Vivre sa vie urgemment : entre ordinaire et extraordinaire

13 minutes

J’ai été invitée à une soirée Monopoly et j’ai pensé que ma vie était gâchée à tout jamais.

N. et J. étaient très, mais alors très populaires. Elles avaient du style et étaient courtisées par tous les jeunes premiers à l’époque du collège. J’étais populaire moi aussi, mais je n’atteignais pas le niveau de N. et J. Vous vous souvenez à l’école de la clique de filles claires de peau que tout le monde enviait ? C’était nous, mais nos paliers de popularité, aussi horizontalement étendus qu’ils étaient, restaient séparés par un grand fossé sur le plan vertical : elles étaient populaires niveau « école française » et moi j’étais populaire niveau « collège privé ». Les anciens savent de quoi je parle.

Les 2 stars étaient mes cousines dans le sens large du terme. Vous savez, ces cousines qui, même si nous n’avons aucun lien de sang, ont fait partie de nos vies dès le jour 1 parce que nos parents se connaissent depuis des temps immémoriaux. Nous en avons tous.tes.

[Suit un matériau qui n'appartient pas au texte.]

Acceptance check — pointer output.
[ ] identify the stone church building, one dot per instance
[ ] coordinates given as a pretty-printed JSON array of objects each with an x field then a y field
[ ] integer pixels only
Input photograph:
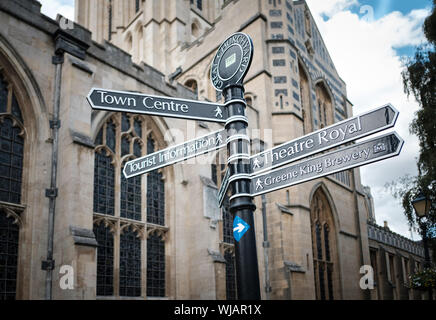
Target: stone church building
[{"x": 66, "y": 208}]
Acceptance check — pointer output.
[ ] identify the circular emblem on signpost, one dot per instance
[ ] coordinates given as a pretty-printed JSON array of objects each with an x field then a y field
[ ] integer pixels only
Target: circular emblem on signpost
[{"x": 231, "y": 62}]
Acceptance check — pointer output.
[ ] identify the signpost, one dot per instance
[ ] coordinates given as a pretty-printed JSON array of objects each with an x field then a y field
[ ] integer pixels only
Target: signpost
[
  {"x": 326, "y": 138},
  {"x": 357, "y": 155},
  {"x": 229, "y": 67},
  {"x": 123, "y": 101},
  {"x": 174, "y": 154},
  {"x": 224, "y": 187},
  {"x": 248, "y": 176}
]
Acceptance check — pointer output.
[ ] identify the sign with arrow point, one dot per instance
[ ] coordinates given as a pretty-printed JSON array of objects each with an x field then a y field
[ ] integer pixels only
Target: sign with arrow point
[
  {"x": 240, "y": 227},
  {"x": 189, "y": 149},
  {"x": 357, "y": 155},
  {"x": 123, "y": 101},
  {"x": 332, "y": 136}
]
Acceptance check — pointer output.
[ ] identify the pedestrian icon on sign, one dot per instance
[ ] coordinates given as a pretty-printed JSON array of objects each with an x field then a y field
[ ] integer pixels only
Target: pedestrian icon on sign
[
  {"x": 239, "y": 228},
  {"x": 218, "y": 112},
  {"x": 259, "y": 184},
  {"x": 219, "y": 139},
  {"x": 256, "y": 163}
]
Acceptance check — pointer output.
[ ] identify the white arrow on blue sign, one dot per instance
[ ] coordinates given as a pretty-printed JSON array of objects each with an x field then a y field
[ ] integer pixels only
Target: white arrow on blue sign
[{"x": 240, "y": 227}]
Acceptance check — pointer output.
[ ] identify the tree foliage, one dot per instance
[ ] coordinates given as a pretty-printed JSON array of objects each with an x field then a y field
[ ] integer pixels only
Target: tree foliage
[{"x": 419, "y": 78}]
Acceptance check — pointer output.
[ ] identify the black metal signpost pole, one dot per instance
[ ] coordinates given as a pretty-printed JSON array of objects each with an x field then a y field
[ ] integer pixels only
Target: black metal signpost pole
[
  {"x": 241, "y": 202},
  {"x": 248, "y": 176},
  {"x": 229, "y": 67}
]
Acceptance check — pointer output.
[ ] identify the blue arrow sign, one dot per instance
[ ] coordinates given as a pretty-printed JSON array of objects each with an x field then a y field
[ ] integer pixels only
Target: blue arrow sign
[{"x": 239, "y": 228}]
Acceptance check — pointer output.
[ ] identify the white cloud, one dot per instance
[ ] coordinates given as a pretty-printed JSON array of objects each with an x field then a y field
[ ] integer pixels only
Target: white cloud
[
  {"x": 52, "y": 7},
  {"x": 363, "y": 51},
  {"x": 329, "y": 8}
]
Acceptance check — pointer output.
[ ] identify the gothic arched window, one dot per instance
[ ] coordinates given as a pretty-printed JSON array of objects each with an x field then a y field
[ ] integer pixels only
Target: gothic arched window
[
  {"x": 218, "y": 172},
  {"x": 105, "y": 260},
  {"x": 324, "y": 251},
  {"x": 11, "y": 172},
  {"x": 121, "y": 206},
  {"x": 230, "y": 275},
  {"x": 155, "y": 266},
  {"x": 155, "y": 192}
]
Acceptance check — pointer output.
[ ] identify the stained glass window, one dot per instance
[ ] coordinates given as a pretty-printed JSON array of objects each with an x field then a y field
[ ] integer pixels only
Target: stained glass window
[
  {"x": 227, "y": 222},
  {"x": 155, "y": 192},
  {"x": 131, "y": 197},
  {"x": 104, "y": 184},
  {"x": 318, "y": 241},
  {"x": 110, "y": 135},
  {"x": 119, "y": 140},
  {"x": 130, "y": 264},
  {"x": 155, "y": 266},
  {"x": 105, "y": 260},
  {"x": 11, "y": 170},
  {"x": 8, "y": 257},
  {"x": 137, "y": 124},
  {"x": 323, "y": 252},
  {"x": 230, "y": 276},
  {"x": 3, "y": 95},
  {"x": 11, "y": 161},
  {"x": 326, "y": 242}
]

Je rêvais de faire partie de leurs soirées. Elles parlaient lorsque nous nous retrouvions de ces gens aux prénoms que leur classe sociale rendait exotiques, une classe sociale qui rendait le nom de famille inutile pour savoir de qui il était question Le prénom d’un Arthur de lycée sonnait différemment de celui d’un Arthur de collège français. Non, ce n’était pas le même.

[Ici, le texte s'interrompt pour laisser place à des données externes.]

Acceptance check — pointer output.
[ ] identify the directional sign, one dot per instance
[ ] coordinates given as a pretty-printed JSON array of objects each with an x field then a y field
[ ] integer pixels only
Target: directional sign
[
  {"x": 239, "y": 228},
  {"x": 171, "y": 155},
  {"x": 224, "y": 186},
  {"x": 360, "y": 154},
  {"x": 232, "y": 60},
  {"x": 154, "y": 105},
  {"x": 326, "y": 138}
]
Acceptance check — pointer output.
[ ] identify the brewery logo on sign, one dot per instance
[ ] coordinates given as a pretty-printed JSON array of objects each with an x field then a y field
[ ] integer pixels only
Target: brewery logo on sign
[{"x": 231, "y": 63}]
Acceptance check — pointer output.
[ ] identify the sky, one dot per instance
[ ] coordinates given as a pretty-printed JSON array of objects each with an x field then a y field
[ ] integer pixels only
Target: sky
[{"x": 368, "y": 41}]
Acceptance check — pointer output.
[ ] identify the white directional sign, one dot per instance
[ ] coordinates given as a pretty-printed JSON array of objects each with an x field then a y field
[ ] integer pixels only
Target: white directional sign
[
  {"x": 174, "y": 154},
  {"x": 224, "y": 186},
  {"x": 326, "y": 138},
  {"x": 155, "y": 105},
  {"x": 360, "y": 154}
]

Je bavais d’envie à l’écoute du débrief des piscines party et des soirées chill les uns chez les autres. Je voulais y être, mais l’entrée était naturellement selecte, et mon niveau de popularité ne m’accordait pas de ticket… jusqu’au soir ou N. a organisé une soirée Monopoly chez elle. Ils allaient tous être de la partie, ces gens aux prénoms qui faisaient l’effet de marque avant même que le personal branding ne soit a thing. J’allais enfin pouvoir les côtoyer, c’était la soirée de ma vie (oui, elle était aussi étroite que cela lorsque j’étais jeune) !

J’ai passé toute ma garde-robe en revue le grand soir et tout me paraissait fade, même mon haut Spice Girls et mes tennis compensées qui étaient « les » accessoires à avoir à l’époque. Je devais être cool sans trop en faire pour laisser penser que je faisais partie du milieu. Un faux pas m’aurait fait bannir à jamais. Lorsque je suis arrivée, la porte de l’appartement où vivaient N. et sa famille n’était plus celle qui m’était familière. Elle était ce soir-là l’accès au monde qui ferait de mon prénom une marque.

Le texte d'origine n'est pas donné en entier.